Many analysts contend the current prices are justified by low rates, which keep home affordable even as prices rise. This would suggest that as rates rise, prices will move in the opposite direction, a replay of the post-2006 economy. That’s not though what history tells us. If prices fall in response to higher rates, it would mean market behavior has changed, a phenomenon for which we may not be prepared.

Thursday, June 6, 2013

Rising prices encourage fewer investor purchases and longer holding times

A recent industry survey found rising home prices are impacting investor activity in a few ways—most notably encouraging them to hold properties longer and to decrease their purchase activity.

The survey, conducted by ORC Internationaland released Wednesday byMemphisInvest.com and Premier Property Management Group, revealed more than half of investors plan to keep their investment properties for five years or more. One-third said they will keep their investment properties for at least 10 years.

Investors in these categories “realize the benefits of rising rents and low vacancy rates,” according to Chris Clothier, a partner at MemphisInvest.com and Premier Property Management Group.

“Cash flow is much more important than appreciation,” Clothier said.

Close to half—48 percent—of the investors surveyed in May said they will purchase fewer properties in the next 12 months than they did in the past year. This is up from 30 percent in the same survey conducted in August 2012.

Twenty percent of survey respondents said they will purchase more properties in the next 12 months than in the previous 12 months, down from 39 percent in the August survey.

Contributing to this trend, “[f]ewer foreclosures, rising property values and competition from hedge funds are making it tough to find good deals on distress sales,” Clothier said.

Rising prices are also affecting the method by which investors pay for their properties, according to Clothier.

Thirty-seven percent of investors said they will pay cash for their next property, up from almost 25 percent in the previous survey.

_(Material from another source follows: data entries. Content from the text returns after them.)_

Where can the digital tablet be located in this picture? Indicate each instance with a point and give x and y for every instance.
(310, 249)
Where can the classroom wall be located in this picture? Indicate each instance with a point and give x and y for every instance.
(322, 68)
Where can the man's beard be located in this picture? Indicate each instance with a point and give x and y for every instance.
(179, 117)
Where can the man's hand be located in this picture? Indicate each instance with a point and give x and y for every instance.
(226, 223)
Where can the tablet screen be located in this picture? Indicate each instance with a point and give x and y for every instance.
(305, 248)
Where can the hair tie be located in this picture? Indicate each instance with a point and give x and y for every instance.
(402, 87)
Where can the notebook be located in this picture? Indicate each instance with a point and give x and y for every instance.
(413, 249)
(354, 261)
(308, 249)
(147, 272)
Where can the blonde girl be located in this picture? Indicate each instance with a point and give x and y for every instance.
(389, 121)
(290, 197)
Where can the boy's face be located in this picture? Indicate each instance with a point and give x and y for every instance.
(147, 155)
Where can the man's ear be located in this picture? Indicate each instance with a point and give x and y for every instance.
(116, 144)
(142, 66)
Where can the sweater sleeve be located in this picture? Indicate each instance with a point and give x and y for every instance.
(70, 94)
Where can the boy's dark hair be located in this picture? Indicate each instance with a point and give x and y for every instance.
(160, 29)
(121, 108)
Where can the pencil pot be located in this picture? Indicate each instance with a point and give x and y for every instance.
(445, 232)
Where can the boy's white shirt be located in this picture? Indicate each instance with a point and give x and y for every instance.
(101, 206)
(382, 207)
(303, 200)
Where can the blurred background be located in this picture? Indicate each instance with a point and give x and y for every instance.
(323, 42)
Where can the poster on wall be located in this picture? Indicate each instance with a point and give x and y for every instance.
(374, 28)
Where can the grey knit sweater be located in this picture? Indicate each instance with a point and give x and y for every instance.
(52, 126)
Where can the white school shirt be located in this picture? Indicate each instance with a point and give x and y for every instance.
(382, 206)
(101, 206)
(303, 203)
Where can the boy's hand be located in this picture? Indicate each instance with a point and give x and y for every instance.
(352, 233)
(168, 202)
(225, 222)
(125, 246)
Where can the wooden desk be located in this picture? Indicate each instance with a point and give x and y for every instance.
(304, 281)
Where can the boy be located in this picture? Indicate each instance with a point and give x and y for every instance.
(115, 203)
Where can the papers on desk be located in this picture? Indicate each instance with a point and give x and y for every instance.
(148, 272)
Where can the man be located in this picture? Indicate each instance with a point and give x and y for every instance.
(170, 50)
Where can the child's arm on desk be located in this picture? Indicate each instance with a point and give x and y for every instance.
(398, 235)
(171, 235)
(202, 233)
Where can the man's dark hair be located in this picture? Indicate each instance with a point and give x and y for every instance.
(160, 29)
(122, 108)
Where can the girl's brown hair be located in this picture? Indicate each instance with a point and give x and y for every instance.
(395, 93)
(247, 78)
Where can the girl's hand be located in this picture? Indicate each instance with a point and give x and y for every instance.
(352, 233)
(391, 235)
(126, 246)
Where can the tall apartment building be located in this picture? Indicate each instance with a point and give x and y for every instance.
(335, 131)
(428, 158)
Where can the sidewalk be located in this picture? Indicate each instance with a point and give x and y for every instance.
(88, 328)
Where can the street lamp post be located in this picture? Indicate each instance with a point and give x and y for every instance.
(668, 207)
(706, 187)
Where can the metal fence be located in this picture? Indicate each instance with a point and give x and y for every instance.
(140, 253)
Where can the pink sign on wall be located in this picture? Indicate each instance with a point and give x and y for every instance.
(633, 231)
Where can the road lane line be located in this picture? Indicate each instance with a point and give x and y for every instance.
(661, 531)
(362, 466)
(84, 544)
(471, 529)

“Cash sales make sense when prices are rising. They lower investors’ costs,” Clothier said.

The increase in institutional investor activity may appear to be a hurdle for private investors, but the survey revealed a minority of investors—13 percent—have noticed an impact.

Saturday, June 1, 2013

Fixed Rates Soar to Highest Level in Years

Encouraging economic data helped lift fixed mortgage rates to their highest level in the past year this week, according to surveys from Freddie Mac and Bankrate.com .

Freddie Mac’s Primary Mortgage Market Survey showed the 30-year fixed rate rising to an average 3.81 percent (0.8 point) for the week ending May 30, up from last week’s 3.59 percent. Since the beginning of May, the 30-year fixed average has jumped up nearly half a percentage point.

The 15-year fixed-rate mortgage ( FRM ) also soared this week, rising to 2.98 percent (0.7 point) from last week’s 2.77 percent.

Adjustable rate movements were mixed. The 5-year hybrid adjustable-rate mortgage ( ARM ) averaged 2.66 percent (0.5 point) this week, up from last week’s average of 2.63 percent. The 1-year ARM averaged 2.54 percent (0.5 point), a slight drop from 2.55 percent in the last survey.

“Fixed mortgage rates followed long-term government bond yields higher following a growing market sentiment that the Federal Reserve may lessen its accommodative policy stance,” said Frank Nothaft, VP and chief economist at Freddie Mac.

“Improving economic data may have encouraged those views,” he added, referencing the week’s reports of increased consumer confidence and strong home price gains .

Bankrate’s weekly national survey saw the 30-year benchmark rate rising to 3.99 percent, an increase of 25 basis points week-over-week. The 15-year fixed was up to 3.21 percent.

Meanwhile, the 5/1 ARM rose more than a tenth of a percentage point to 2.81 percent.